Within the next 10 years, 39 per cent of the time spent on household chores could be automated, according to a study published February 22 in the journal PLOS ONE. The study, conducted by researchers from the University of Oxford and Ochanomizu University, Japan, found that grocery shopping could be the most ‘automatable’ household task, while childcare will be the least automatable.
In other words, by 2033, four in ten hours currently devoted to unpaid household work and caring responsibilities could be automated.
The researchers asked artificial intelligence experts from the United Kingdom and Japan what difference automation was going to make to housework and other unpaid work.
28% of care work is predicted to be automated
In a statement released by the University of Oxford, Dr Lulu Shi, postdoctoral researcher at Oxford Internet Institute, said the research suggests, on an average, 39 per cent of the time spent on doing domestic work can be automated, but the degree of automation varies very much across different types of work. She also said that only 28 per cent of care work, including activities such as teaching one’s child, accompanying their child, or taking care of an elderly family member, was predicted to be automated.
According to Shi, 44 per cent of housework, including cooking, cleaning and shopping, was thought to be automatable.
Grocery shopping could benefit the most from automation
The predictions of the extent up to which different tasks could be automated varied. Grocery shopping was predicted to be the household task most likely to benefit due to automation.
Time spent on grocery shopping to fall by 60% in 10 years
In 10 years, time currently spent on grocery shopping would fall by nearly 60 per cent, on average, the experts predicted. Cooking and cleaning were also seen as ripe for automation. The experts predicted that the time people currently spend on these tasks will be reduced by 46 per cent in the next 10 years.
Time spent on physical childcare to fall by only 21 per cent
The experts believed that the time spent on physical childcare will be reduced only by 21 per cent as a result of automation.
Ekaterina Hertog from Oxford University said the team found that male and female experts had different expectations about automation of domestic work. This potentially reflects the differences in their lived experiences with technology and their involvement in housework and care work.
Experts from UK and Japan had different opinions about future of automated domestic work
According to the study, the artificial intelligence experts based in the United Kingdom and those in Japan offered different visions of the future. The experts from the United Kingdom believed that automation could reduce domestic work time by 42 per cent. Meanwhile, the Japanese respondents believed that automation could reduce domestic work time by 36 per cent.
Why did UK experts predict a higher rate of reduction in domestic work from automation?
The reason why the experts from the United Kingdom predicted a higher rate of reduction in domestic work time due to automation is that technology is associated more with labour replacement in the United Kingdom, according to the authors.
Nobuko Nagase from Ochanomizu University said in Japan, most artificial intelligence experts are male.

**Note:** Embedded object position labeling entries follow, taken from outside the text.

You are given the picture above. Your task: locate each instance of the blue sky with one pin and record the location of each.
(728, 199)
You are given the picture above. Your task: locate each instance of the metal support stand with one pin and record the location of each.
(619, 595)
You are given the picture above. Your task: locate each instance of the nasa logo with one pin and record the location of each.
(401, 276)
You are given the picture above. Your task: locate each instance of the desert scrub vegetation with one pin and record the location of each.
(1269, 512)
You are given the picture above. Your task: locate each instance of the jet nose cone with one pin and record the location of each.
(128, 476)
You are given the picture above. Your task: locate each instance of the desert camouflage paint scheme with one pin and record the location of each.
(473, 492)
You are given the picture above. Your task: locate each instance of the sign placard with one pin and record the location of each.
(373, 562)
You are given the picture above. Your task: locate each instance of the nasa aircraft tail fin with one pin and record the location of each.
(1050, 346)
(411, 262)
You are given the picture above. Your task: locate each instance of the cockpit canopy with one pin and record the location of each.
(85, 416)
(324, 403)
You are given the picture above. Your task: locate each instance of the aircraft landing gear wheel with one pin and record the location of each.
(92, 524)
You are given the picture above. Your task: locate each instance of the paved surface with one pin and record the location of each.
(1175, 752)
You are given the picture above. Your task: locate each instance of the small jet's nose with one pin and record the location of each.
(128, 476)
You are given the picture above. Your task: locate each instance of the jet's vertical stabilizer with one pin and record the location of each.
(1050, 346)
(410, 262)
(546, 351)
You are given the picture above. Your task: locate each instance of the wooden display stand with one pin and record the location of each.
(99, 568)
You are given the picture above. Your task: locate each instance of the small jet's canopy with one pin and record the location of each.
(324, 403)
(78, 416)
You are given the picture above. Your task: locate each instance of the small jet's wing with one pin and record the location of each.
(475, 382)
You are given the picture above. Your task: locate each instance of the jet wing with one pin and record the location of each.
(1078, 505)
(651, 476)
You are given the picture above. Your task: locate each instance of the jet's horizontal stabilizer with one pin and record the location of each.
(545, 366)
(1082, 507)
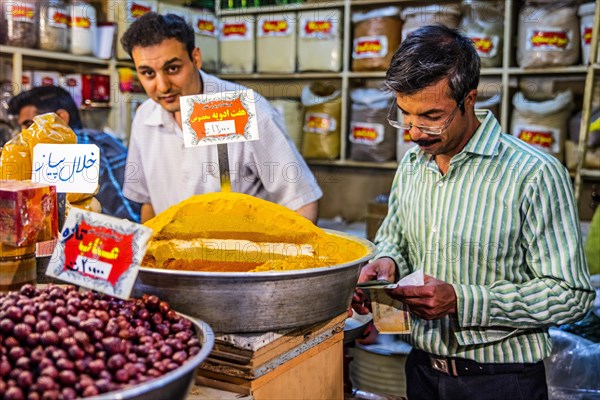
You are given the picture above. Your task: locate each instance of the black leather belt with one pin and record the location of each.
(462, 367)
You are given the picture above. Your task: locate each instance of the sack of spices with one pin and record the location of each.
(322, 114)
(276, 43)
(548, 34)
(19, 23)
(320, 40)
(376, 38)
(417, 17)
(483, 22)
(371, 137)
(206, 29)
(236, 42)
(542, 124)
(53, 25)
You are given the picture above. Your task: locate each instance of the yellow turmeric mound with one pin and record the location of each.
(236, 232)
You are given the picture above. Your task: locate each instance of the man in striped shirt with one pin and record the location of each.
(492, 223)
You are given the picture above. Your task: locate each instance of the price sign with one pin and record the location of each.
(219, 118)
(99, 252)
(72, 168)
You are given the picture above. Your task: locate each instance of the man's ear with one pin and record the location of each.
(63, 114)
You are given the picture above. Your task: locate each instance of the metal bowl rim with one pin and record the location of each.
(274, 274)
(188, 367)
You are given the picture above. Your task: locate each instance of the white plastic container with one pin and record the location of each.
(236, 42)
(586, 15)
(276, 43)
(206, 29)
(83, 28)
(320, 40)
(124, 12)
(417, 17)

She explained that since male experts in Japan expect domestic automation to save much less time compared to their counterparts in the United Kingdom, this may mean that research and development in this area is not receiving the attention it deserves, and household automation may be delayed in Japan. She also said that there is a need to expand the number of female artificial intelligence experts.

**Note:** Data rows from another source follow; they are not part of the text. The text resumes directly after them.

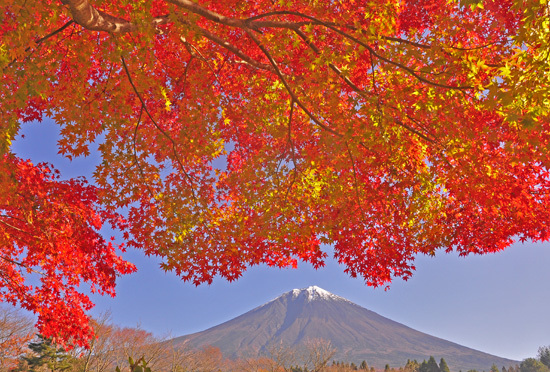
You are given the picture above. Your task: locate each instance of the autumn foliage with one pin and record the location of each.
(237, 133)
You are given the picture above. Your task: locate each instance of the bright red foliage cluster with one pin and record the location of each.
(50, 244)
(239, 133)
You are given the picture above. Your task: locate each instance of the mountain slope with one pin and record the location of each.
(357, 333)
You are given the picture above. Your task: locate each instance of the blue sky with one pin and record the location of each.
(496, 303)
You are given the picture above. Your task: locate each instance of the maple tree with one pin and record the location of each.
(237, 133)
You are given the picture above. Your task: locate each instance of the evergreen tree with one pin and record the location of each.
(443, 367)
(429, 366)
(544, 355)
(45, 353)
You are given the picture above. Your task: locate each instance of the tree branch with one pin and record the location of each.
(93, 19)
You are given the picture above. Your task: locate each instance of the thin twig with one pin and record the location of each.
(160, 129)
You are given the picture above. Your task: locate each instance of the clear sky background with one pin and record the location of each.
(497, 303)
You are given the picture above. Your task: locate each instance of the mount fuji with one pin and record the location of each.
(357, 333)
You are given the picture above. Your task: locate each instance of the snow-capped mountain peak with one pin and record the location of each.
(315, 293)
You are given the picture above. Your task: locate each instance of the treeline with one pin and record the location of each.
(129, 349)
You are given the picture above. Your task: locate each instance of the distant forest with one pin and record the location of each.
(135, 350)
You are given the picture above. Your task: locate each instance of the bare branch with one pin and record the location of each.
(93, 19)
(176, 156)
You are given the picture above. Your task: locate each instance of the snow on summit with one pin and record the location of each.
(315, 293)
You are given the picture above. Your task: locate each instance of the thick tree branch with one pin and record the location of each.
(93, 19)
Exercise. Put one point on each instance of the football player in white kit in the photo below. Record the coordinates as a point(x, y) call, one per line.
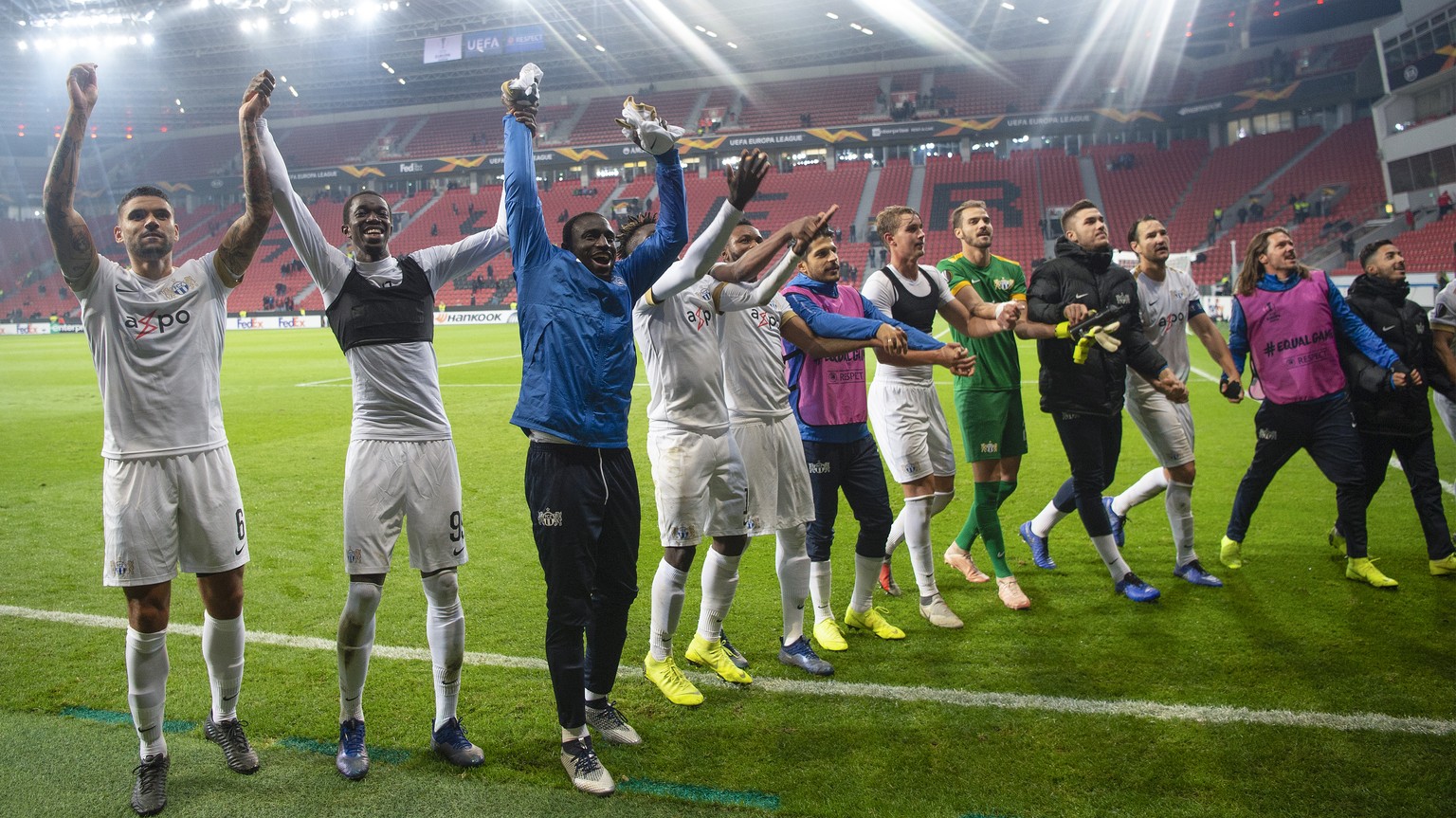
point(1171, 309)
point(401, 466)
point(760, 421)
point(696, 469)
point(169, 491)
point(904, 407)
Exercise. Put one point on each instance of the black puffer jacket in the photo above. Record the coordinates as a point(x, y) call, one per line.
point(1095, 388)
point(1406, 329)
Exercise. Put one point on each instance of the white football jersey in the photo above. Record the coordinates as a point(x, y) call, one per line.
point(157, 348)
point(753, 354)
point(1165, 307)
point(679, 342)
point(396, 386)
point(883, 294)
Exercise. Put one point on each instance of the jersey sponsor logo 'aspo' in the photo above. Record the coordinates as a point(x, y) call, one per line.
point(152, 322)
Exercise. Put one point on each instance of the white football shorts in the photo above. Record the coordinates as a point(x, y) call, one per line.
point(779, 492)
point(910, 429)
point(159, 513)
point(388, 482)
point(1165, 426)
point(700, 485)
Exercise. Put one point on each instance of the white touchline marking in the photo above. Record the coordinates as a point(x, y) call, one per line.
point(1216, 714)
point(336, 382)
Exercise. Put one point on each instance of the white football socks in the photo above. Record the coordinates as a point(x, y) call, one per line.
point(668, 591)
point(445, 630)
point(1043, 523)
point(918, 540)
point(719, 586)
point(147, 687)
point(822, 576)
point(1146, 488)
point(223, 652)
point(1179, 517)
point(792, 567)
point(355, 642)
point(1107, 549)
point(866, 578)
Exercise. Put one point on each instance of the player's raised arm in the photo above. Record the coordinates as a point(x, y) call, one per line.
point(702, 255)
point(75, 249)
point(242, 239)
point(524, 222)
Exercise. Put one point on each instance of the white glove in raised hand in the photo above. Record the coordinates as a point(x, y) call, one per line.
point(641, 124)
point(526, 86)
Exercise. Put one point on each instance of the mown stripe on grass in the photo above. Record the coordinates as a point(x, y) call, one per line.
point(332, 749)
point(1205, 714)
point(701, 795)
point(114, 718)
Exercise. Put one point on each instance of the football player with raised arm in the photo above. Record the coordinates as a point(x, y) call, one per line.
point(169, 491)
point(401, 466)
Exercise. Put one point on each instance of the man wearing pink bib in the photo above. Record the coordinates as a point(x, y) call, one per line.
point(1286, 316)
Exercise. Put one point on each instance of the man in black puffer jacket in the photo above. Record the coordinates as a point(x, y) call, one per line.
point(1392, 410)
point(1083, 389)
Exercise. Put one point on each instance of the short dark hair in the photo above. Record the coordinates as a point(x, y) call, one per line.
point(1073, 209)
point(348, 203)
point(141, 191)
point(1132, 231)
point(963, 207)
point(630, 227)
point(1372, 249)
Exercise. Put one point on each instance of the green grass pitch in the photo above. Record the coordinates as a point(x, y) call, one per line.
point(1287, 639)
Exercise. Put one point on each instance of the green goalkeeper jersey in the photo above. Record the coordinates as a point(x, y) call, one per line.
point(997, 366)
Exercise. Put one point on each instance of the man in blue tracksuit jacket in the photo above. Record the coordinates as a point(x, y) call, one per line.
point(581, 489)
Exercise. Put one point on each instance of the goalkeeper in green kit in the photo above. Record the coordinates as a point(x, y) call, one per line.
point(989, 402)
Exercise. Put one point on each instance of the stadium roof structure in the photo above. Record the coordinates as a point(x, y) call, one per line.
point(184, 63)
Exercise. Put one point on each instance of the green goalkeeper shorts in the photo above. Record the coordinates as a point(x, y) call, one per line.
point(993, 424)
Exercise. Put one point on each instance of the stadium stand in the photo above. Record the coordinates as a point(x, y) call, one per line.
point(1154, 185)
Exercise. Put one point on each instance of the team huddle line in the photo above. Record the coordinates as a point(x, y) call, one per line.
point(759, 416)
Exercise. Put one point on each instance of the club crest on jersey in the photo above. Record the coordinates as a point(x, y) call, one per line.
point(698, 318)
point(182, 287)
point(152, 322)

Variations in expectations of the future of automated domestic work based on gender
Expectations of the future varied by gender and country, the study found. Compared with the female artificial intelligence experts from the United Kingdom, the male experts were more optimistic about domestic automation. Previous studies also showed that men tend to be more optimistic about technology than women.

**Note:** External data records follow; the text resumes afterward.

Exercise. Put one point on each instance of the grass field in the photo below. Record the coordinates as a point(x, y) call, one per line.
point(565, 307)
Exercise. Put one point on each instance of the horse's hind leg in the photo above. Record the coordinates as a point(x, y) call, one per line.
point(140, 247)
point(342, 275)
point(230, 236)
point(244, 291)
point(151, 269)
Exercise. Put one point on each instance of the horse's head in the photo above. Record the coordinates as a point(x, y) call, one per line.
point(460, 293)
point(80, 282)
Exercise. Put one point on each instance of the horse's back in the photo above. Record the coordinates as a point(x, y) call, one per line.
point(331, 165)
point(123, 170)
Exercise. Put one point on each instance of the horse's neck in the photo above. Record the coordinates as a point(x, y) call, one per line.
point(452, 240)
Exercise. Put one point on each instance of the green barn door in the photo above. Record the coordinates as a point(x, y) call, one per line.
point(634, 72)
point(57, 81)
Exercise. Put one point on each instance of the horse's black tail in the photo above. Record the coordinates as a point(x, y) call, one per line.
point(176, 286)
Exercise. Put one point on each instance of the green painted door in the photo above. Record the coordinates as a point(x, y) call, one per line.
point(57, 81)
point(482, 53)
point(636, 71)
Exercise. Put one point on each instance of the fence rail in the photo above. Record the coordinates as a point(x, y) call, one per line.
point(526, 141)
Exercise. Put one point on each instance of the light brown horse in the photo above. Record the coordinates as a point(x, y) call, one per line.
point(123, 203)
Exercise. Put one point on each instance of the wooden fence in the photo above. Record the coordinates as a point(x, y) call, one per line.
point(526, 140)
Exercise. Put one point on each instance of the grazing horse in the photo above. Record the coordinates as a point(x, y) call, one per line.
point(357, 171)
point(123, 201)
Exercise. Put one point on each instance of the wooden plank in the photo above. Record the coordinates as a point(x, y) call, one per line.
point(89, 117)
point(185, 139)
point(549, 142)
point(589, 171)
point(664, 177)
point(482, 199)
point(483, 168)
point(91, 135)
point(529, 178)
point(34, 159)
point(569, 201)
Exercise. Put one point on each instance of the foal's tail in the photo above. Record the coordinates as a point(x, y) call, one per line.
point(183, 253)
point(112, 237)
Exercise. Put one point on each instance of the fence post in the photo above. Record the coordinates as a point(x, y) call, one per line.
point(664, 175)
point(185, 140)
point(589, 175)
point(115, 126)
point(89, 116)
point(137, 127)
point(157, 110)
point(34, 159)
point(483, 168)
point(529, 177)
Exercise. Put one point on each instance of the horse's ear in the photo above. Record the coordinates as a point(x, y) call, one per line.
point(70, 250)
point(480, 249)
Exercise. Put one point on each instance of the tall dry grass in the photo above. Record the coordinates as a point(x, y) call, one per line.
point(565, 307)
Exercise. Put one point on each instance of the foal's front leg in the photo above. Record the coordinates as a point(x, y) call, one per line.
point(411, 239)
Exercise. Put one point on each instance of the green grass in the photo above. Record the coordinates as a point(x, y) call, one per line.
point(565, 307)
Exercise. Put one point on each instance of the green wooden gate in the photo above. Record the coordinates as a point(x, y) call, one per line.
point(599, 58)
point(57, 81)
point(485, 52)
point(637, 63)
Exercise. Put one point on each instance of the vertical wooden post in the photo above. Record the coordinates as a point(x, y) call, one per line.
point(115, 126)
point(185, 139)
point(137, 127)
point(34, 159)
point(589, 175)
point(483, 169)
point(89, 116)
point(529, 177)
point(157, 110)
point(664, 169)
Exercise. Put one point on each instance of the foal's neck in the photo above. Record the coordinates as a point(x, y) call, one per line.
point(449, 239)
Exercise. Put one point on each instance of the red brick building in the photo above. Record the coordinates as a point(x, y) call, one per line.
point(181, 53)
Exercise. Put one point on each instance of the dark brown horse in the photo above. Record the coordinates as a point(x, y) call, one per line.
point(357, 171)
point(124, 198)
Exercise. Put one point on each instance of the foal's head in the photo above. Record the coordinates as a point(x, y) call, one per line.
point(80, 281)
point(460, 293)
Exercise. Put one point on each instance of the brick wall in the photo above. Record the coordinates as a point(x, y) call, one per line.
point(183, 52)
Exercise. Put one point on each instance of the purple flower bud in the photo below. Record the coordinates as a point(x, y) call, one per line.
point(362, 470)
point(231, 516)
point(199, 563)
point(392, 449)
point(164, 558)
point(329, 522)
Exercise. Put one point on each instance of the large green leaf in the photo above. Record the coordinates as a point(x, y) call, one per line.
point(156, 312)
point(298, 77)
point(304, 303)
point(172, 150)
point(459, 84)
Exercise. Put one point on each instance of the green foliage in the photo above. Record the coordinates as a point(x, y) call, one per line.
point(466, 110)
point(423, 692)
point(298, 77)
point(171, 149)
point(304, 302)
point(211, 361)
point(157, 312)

However, for the Japanese male and female experts, the relationship was reversed. The authors believe that the Japanese gender disparity in household tasks plays a role in these results.
Time spent on domestic tasks by males and females in UK and Japan is different
According to previous studies, people in the United Kingdom aged 15 to 64 years spend nearly 50 per cent of all their work and study time in unpaid domestic work, such as cooking, cleaning and care. Therefore, the latest research suggests a potential increase in leisure time as some of the domestic tasks get automated.
Working-age men in the United Kingdom spend around half as much time on domestic unpaid work as working-age women. Meanwhile, Japanese men spend just 18 per cent of the time spent by women on domestic tasks. The difference in time spent on domestic tasks between men and women is more apparent in Japan.
Significance of the research
The current study involved 29 male and female artificial intelligence experts from the United Kingdom, and 36 experts from Japan. The experts were asked to estimate the degree to which 17 housework and care tasks might be automated over the next decade. While the study’s diverse sample is not statistically representative, the experts’ backgrounds offer the potential for “contextualising” their predictions, the authors noted.
The study provides the first quantitative estimates concerning the future of unpaid work and demonstrates how such predictions are socially contingent.